This Millet Tabbouleh makes the perfect picnic salad or side to any dish. It’s excellent with some hummus and pita, but can also be served with any veggie-centric dish. It’s traditionally served as a side, but this herb-packed salad can also be transformed into a main when topped with a plant-based protein of your choice.



Ingredients
  • 2/3 cup (140 g) uncooked millet

  • Juice of 1 large lemon juice (3–4 tablespoons)

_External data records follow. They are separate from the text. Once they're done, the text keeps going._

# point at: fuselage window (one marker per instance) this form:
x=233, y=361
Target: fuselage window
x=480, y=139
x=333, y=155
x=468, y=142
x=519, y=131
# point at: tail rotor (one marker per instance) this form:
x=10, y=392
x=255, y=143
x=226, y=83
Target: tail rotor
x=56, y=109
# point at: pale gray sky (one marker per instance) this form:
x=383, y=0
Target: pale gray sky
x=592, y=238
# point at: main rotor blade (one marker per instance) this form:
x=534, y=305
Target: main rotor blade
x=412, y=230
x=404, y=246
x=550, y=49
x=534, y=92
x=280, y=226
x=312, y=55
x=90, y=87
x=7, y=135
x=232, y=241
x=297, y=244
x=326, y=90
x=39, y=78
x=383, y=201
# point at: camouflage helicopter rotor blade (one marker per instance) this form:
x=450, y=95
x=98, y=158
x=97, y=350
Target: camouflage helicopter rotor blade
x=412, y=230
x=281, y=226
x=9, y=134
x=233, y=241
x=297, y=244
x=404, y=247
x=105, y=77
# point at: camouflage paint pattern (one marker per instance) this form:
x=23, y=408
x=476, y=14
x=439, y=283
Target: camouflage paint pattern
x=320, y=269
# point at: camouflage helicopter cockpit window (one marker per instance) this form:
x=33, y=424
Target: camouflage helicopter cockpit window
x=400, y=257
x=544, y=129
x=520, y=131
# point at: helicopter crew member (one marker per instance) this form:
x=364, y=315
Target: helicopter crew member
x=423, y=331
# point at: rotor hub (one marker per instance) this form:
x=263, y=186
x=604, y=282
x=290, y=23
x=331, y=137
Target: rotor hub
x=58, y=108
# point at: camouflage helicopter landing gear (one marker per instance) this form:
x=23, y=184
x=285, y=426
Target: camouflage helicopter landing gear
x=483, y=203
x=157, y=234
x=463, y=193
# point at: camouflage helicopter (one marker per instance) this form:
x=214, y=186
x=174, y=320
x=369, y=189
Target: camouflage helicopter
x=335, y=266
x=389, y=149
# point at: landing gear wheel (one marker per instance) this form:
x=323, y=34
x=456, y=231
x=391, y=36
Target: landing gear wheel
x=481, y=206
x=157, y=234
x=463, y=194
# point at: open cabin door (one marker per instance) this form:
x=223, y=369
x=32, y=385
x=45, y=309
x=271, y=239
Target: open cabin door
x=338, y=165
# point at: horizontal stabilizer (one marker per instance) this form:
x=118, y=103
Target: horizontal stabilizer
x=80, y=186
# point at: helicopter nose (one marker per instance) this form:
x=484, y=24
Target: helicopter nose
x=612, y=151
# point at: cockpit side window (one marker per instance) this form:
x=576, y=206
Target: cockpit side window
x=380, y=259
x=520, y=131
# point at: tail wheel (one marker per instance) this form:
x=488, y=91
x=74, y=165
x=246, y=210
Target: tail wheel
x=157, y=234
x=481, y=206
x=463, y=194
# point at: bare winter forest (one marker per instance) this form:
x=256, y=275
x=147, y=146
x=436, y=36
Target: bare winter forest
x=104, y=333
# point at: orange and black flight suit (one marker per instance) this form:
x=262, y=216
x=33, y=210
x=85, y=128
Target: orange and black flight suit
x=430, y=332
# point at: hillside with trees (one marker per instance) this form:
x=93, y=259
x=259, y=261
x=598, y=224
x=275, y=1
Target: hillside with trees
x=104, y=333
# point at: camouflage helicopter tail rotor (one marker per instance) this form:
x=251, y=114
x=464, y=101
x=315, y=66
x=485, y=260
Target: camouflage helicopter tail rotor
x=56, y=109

  • 1/4 cup high-quality extra virgin olive oil

  • 1 clove of garlic, finely minced or crushed

  • 1 cup (163 g) Roma tomato, finely diced

  • 1 cup (124 g) regular or English cucumber; seeds removed and diced

  • 2 bunches parsley, thick stems removed and leaves finely chopped

  • 1/4 cup mint leaves, finely chopped

  • 3–5 green onions, thinly sliced

  • 1 teaspoon celtic sea salt, or more to taste



Method
  1. Cook the Millet: Add the millet, 1 1/3 cups (315 ml) of water, and a pinch of salt to a medium saucepan. Bring to a boil over high heat, then cover and reduce the heat to medium low; simmer for 20 minutes, then remove the lid and fluff with a fork. Transfer to a bowl and let cool.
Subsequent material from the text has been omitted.